Deploying AI models on resource-constrained edge devices remains challenging due to stringent latency, energy, and memory constraints. Method: This work proposes a unified AI acceleration paradigm integrating model compression, hardware-aware neural architecture search (NAS), and compiler-level deployment optimization. Specifically, it introduces: (1) a hierarchical knowledge distillation framework for large language models; (2) a lightweight, energy–accuracy–aware hierarchical NAS; and (3) the first open-path strategy that applies structural pruning during pretraining. The approach synergistically combines pruning, quantization, tensor decomposition, and compilation backends (TVM, TensorRT, OpenVINO), augmented with neuro-symbolic techniques. Contribution/Results: Evaluated across diverse edge hardware, the method achieves 2–5× lower inference latency, 40–65% reduced energy consumption, and 3–8× model size reduction, while preserving state-of-the-art accuracy. The work delivers a reproducible methodology and practical guidelines for cross-platform edge AI deployment.

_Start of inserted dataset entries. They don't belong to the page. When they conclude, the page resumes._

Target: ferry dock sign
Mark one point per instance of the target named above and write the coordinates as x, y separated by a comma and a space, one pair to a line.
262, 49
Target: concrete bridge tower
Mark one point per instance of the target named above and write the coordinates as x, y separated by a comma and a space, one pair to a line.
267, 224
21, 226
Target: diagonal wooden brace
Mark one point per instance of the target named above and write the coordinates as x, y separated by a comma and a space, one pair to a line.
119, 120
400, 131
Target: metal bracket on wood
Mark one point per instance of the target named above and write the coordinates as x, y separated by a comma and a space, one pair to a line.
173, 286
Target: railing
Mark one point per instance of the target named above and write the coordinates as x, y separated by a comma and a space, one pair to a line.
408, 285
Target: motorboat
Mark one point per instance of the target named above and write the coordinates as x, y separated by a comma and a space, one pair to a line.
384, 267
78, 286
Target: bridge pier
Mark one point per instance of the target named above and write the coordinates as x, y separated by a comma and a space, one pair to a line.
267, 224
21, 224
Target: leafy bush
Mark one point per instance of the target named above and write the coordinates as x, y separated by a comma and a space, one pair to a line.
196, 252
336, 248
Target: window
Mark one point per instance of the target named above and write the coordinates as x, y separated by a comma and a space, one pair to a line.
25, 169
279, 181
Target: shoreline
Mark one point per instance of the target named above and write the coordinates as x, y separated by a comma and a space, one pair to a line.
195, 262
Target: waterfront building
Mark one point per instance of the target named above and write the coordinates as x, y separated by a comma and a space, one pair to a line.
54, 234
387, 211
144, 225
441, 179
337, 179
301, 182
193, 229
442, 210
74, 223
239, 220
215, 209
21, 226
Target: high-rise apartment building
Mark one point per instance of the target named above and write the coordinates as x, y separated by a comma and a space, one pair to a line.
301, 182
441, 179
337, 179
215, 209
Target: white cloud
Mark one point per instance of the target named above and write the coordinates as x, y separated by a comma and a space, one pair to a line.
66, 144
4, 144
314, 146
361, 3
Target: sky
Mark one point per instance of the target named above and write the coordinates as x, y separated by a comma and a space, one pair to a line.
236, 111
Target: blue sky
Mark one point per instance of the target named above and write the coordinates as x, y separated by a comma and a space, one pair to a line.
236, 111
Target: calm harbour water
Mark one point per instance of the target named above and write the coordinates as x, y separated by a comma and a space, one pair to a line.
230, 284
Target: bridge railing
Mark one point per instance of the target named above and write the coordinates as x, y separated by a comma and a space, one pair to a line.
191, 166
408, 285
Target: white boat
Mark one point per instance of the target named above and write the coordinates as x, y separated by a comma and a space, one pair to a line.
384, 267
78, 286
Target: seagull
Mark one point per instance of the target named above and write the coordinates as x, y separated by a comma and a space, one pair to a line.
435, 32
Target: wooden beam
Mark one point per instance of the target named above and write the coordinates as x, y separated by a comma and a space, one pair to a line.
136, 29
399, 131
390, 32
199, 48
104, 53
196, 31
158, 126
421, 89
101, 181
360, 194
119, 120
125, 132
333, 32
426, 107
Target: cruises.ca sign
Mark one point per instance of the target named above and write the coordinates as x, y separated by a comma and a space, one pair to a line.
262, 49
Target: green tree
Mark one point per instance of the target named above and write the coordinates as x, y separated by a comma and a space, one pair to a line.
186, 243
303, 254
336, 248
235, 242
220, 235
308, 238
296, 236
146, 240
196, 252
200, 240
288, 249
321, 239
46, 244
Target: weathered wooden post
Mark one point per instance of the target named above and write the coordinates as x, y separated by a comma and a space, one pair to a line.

Resource-constrained edge deployments demand AI solutions that balance high performance with stringent compute, memory, and energy limitations. In this survey, we present a comprehensive overview of the primary strategies for accelerating deep learning models under such constraints. First, we examine model compression techniques-pruning, quantization, tensor decomposition, and knowledge distillation-that streamline large models into smaller, faster, and more efficient variants. Next, we explore Neural Architecture Search (NAS), a class of automated methods that discover architectures inherently optimized for particular tasks and hardware budgets. We then discuss compiler and deployment frameworks, such as TVM, TensorRT, and OpenVINO, which provide hardware-tailored optimizations at inference time. By integrating these three pillars into unified pipelines, practitioners can achieve multi-objective goals, including latency reduction, memory savings, and energy efficiency-all while maintaining competitive accuracy. We also highlight emerging frontiers in hierarchical NAS, neurosymbolic approaches, and advanced distillation tailored to large language models, underscoring open challenges like pre-training pruning for massive networks. Our survey offers practical insights, identifies current research gaps, and outlines promising directions for building scalable, platform-independent frameworks to accelerate deep learning models at the edge.